DTP ile ittifak - karşılıklı - işlevsel bir tercih.
Bayar - daha önce de yazmıştım - dede Kemal Aygün’den Bayar’lı, Menderes’li eski Demokrat Parti’nin kalıtımını taşıyor. Bayar’ın babası Nuri Bayar, DP kapatılınca onun devamı olarak kurulan AP’nin Genel Sekreteri ve Sanayi Bakanıy’dı. Kök ve gövde kalıtımlarından sonra, AP’nin sürgünü DYP’ye, yani dallara gelelim. Bayar, 9. Cumhurbaşkanı Demirel’in danışmanıydı. Politikanın göbek taşında pişti. Bayar bu kalıtımlarıyla Yeni Türkiye hareketine, DP, AP, DYP çizgisindeki geleneksel buzulları çözebilir, donmuş kanalları açabilir.
Belki... Demokrasi tarihimizdeki CHP - DP kamplarını yaklaştıracak adımlar atılmıştır. Cem de Ankara büromuzdaki söyleşisinde buna işaret etmiş.
"Kalıtımlarının" yanı sıra Bayar’ın kişisel "donanımı" da vurgulanmalıdır.
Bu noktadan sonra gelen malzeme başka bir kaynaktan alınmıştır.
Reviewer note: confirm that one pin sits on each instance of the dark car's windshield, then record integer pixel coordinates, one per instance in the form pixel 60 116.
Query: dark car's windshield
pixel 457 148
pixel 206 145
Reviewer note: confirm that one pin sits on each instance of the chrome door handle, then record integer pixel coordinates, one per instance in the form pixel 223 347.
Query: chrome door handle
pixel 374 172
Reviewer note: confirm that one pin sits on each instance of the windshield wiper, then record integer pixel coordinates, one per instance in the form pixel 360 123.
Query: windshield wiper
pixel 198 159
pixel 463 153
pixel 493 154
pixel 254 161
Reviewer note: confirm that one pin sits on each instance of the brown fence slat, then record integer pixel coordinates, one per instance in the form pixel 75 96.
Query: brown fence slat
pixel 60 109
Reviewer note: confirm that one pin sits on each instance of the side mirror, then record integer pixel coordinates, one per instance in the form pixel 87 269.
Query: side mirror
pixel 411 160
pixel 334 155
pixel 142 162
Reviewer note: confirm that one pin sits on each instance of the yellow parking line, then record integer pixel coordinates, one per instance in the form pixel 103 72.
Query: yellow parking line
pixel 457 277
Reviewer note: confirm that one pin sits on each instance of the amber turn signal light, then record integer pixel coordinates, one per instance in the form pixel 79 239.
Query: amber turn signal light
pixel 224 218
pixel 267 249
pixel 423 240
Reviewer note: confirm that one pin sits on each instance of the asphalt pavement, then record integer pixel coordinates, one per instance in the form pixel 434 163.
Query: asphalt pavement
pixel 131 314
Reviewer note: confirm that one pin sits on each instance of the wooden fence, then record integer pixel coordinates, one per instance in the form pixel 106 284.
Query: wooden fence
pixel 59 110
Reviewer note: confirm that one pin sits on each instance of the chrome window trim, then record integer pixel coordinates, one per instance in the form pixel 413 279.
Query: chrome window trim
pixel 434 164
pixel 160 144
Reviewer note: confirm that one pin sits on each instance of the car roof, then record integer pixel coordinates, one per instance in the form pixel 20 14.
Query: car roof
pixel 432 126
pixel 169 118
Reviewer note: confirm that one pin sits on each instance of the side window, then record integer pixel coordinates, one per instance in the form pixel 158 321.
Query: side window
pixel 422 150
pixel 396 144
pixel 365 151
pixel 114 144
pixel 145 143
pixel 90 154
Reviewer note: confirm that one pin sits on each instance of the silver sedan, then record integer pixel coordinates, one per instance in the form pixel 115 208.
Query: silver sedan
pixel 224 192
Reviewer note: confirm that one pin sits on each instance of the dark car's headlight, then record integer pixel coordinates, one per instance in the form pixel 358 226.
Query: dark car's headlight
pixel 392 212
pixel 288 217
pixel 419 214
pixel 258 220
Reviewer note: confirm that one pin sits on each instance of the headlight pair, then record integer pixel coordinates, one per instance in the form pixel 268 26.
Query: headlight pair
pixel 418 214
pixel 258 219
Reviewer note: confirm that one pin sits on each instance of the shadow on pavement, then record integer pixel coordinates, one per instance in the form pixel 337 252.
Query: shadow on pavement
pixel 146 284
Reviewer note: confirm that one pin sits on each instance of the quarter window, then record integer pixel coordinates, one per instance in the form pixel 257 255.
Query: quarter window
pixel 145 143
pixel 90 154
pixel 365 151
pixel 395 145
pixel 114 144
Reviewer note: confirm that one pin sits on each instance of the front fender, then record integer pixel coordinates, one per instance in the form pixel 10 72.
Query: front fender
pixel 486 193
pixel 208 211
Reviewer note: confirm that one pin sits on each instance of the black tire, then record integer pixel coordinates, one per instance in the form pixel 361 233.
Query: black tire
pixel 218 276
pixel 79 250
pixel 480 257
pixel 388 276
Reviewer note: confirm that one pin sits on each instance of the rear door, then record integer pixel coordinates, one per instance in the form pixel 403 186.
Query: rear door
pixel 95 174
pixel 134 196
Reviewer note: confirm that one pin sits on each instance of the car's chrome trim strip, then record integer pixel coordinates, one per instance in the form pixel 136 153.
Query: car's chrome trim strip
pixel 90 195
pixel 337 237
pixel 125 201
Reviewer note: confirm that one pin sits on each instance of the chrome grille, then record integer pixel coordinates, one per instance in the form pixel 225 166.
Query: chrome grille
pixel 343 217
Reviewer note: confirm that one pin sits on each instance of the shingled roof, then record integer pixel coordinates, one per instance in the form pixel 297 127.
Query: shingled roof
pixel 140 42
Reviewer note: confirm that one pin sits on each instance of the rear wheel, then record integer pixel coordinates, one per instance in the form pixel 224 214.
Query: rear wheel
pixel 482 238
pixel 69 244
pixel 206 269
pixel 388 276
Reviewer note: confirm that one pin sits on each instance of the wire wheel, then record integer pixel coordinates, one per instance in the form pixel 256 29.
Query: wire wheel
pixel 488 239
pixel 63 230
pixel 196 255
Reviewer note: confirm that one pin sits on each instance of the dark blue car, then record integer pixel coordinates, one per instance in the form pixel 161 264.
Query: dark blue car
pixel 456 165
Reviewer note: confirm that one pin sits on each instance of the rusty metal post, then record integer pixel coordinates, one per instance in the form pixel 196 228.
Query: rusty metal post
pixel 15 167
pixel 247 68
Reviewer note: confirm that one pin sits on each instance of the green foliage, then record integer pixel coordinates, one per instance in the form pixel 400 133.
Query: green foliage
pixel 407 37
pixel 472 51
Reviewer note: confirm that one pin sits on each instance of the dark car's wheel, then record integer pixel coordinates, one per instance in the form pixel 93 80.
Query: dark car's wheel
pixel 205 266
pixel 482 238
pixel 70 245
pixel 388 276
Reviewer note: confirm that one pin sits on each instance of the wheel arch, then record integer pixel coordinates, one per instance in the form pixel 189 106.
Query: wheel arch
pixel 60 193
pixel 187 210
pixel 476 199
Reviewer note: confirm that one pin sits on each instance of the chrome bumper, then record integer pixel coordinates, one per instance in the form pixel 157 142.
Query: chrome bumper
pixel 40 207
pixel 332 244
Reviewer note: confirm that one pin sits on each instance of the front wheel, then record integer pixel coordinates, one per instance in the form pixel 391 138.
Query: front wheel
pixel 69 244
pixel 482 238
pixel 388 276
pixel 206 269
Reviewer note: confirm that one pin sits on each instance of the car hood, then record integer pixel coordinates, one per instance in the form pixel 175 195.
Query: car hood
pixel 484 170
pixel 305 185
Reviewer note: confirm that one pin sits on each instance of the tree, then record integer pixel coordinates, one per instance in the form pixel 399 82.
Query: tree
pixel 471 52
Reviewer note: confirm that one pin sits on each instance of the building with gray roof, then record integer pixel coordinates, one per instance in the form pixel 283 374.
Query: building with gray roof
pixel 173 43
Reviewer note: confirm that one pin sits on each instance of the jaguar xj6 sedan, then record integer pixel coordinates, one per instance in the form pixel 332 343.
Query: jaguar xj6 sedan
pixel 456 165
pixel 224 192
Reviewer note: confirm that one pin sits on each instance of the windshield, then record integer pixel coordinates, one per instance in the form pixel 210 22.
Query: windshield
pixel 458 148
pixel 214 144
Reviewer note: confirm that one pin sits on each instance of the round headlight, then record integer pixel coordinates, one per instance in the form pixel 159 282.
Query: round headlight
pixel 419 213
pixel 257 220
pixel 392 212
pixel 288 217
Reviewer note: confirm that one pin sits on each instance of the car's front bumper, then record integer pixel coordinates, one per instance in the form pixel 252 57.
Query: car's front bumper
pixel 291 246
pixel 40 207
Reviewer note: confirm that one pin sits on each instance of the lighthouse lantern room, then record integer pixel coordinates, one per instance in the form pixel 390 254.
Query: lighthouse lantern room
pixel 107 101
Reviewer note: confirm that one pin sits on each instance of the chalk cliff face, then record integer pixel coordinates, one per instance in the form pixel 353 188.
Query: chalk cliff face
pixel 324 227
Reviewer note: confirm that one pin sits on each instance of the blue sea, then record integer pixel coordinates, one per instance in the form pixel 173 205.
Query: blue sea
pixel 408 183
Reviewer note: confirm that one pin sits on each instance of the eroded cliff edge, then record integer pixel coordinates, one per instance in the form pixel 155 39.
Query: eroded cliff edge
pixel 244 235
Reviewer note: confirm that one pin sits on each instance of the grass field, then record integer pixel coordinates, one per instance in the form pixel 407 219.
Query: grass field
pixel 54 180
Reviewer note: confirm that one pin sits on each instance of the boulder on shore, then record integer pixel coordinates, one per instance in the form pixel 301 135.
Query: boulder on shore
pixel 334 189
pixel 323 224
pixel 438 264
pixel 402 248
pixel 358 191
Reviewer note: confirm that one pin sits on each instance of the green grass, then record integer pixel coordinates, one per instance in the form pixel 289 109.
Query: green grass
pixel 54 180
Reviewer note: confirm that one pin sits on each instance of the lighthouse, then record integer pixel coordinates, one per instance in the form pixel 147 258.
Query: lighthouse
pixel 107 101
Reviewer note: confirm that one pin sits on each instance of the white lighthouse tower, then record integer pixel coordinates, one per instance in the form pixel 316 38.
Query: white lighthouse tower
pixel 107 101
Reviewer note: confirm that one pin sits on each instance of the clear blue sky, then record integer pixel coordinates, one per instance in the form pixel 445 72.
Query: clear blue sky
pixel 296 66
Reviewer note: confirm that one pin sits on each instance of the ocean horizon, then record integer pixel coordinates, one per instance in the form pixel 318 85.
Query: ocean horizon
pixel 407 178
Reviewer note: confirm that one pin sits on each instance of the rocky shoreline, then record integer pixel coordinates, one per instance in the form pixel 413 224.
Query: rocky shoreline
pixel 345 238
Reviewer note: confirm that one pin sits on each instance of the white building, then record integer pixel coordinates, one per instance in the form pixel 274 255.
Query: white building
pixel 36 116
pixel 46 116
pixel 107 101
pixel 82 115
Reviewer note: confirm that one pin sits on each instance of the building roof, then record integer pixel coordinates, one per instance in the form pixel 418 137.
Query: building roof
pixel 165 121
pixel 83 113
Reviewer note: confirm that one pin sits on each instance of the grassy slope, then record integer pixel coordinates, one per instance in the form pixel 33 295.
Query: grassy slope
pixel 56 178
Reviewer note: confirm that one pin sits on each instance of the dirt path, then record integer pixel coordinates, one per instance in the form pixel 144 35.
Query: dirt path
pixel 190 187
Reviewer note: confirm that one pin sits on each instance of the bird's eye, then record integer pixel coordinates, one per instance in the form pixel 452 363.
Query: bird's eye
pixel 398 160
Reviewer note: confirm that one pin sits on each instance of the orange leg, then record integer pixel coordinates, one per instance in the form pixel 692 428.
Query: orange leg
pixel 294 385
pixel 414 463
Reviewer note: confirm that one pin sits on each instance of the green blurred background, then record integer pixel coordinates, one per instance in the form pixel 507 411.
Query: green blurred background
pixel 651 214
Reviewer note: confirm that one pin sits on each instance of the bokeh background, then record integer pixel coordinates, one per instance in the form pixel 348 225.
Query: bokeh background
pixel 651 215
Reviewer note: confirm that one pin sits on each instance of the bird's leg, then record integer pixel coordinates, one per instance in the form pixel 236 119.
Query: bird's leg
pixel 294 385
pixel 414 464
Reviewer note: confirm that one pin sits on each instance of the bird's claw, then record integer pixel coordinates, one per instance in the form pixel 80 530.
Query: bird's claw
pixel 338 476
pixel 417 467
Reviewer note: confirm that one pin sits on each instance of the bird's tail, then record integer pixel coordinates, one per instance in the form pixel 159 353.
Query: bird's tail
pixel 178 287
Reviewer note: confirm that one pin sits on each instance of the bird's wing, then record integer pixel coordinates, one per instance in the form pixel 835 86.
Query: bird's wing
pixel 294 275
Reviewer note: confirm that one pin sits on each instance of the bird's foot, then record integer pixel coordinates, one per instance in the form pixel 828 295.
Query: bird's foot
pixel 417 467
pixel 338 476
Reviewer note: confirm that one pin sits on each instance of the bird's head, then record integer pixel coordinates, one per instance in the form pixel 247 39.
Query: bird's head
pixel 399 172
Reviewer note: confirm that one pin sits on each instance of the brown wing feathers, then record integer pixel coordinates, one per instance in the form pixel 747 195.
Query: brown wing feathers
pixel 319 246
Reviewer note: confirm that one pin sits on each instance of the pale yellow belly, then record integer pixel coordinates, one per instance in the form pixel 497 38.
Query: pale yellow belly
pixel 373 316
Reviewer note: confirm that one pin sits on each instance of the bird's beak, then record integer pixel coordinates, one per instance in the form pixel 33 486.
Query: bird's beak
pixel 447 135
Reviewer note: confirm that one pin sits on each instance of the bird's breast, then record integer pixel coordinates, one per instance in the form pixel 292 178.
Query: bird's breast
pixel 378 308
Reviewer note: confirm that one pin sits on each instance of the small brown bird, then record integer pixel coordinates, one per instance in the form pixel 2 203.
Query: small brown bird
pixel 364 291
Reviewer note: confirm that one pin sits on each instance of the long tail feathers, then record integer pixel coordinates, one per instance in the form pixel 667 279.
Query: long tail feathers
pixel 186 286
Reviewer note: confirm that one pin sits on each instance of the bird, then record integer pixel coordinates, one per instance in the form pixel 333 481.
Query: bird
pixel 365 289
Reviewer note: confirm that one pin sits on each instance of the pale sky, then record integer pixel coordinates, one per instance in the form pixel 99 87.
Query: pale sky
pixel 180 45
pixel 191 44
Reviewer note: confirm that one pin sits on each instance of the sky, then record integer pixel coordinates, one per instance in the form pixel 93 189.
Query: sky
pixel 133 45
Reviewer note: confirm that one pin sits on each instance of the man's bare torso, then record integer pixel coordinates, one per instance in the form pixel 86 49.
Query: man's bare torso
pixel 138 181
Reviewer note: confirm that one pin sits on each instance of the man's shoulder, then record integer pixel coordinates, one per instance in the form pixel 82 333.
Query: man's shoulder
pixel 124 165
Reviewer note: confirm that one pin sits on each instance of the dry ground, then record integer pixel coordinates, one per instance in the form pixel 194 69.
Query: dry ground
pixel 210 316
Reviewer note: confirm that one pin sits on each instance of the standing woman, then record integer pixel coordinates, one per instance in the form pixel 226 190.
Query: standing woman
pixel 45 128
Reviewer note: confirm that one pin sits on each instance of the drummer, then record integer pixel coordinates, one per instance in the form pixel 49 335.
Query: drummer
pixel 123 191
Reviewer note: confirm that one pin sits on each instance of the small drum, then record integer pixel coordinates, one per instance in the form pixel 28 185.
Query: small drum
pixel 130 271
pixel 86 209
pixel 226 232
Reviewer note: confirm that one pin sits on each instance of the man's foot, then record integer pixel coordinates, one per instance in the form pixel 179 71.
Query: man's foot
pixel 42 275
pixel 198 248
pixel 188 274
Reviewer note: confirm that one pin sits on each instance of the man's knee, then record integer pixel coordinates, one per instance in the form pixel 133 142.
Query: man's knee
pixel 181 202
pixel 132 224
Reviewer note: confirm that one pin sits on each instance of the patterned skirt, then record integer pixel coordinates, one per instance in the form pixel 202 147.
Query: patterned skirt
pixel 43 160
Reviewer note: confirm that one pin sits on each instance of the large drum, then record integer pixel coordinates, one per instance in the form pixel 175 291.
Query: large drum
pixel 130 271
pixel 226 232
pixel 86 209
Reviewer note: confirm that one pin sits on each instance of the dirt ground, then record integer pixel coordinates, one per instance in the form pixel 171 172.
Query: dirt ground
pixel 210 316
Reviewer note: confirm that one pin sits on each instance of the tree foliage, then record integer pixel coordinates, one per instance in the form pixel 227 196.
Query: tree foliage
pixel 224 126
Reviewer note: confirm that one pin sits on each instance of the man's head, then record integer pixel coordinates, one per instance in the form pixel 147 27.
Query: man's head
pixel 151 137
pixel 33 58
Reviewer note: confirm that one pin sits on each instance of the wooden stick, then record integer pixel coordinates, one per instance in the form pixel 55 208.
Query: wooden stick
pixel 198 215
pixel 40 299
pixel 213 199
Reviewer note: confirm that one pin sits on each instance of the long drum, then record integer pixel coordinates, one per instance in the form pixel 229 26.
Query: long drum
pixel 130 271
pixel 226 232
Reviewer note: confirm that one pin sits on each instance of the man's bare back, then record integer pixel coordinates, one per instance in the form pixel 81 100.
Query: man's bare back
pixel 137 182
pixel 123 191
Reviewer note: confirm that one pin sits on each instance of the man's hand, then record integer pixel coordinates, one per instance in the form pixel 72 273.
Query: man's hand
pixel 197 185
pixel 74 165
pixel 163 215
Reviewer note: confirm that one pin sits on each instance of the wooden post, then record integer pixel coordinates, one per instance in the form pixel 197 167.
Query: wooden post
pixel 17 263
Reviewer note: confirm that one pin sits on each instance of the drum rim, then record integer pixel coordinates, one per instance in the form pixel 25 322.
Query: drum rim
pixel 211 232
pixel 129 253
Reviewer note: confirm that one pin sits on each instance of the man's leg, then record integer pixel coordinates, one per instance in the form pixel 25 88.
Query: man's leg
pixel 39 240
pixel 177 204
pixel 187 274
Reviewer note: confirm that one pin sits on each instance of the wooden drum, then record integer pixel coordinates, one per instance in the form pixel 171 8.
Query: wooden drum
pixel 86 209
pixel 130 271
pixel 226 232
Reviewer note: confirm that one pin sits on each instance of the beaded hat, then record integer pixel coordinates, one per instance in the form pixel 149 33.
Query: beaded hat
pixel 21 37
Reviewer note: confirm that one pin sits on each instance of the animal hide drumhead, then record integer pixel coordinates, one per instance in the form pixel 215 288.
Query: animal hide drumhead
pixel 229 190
TV konuşmaları doyurucu. Pırıl pırıl da bir etik sicili var.
Geleceği kucaklamak isteyen gençler için henüz kırkların başında olan Bayar iyi bir mesaj.
Kemal Derviş’in de artık YTP’ye aktif olarak geçmesi çok yakın görünüyor.
Seçim kampanyası üçlü santrforla yürüyecek.
Keşke CHP de olabilse. Hayali bile güzel.
Bugün YTP’ye İslam kesimi araştırmalarıyla çok önemli yapıtlar veren çağdaş ve aydınlık bir isim; Ruşen Çakır katılıyor. Gene akılcı bir tercih... Kabuktaki simge isimler yerine, YTP, derine yönelmekte. Çakır’ın önereceği güzergah, muhafazakar kesimle de iletişime katkı yapabililir.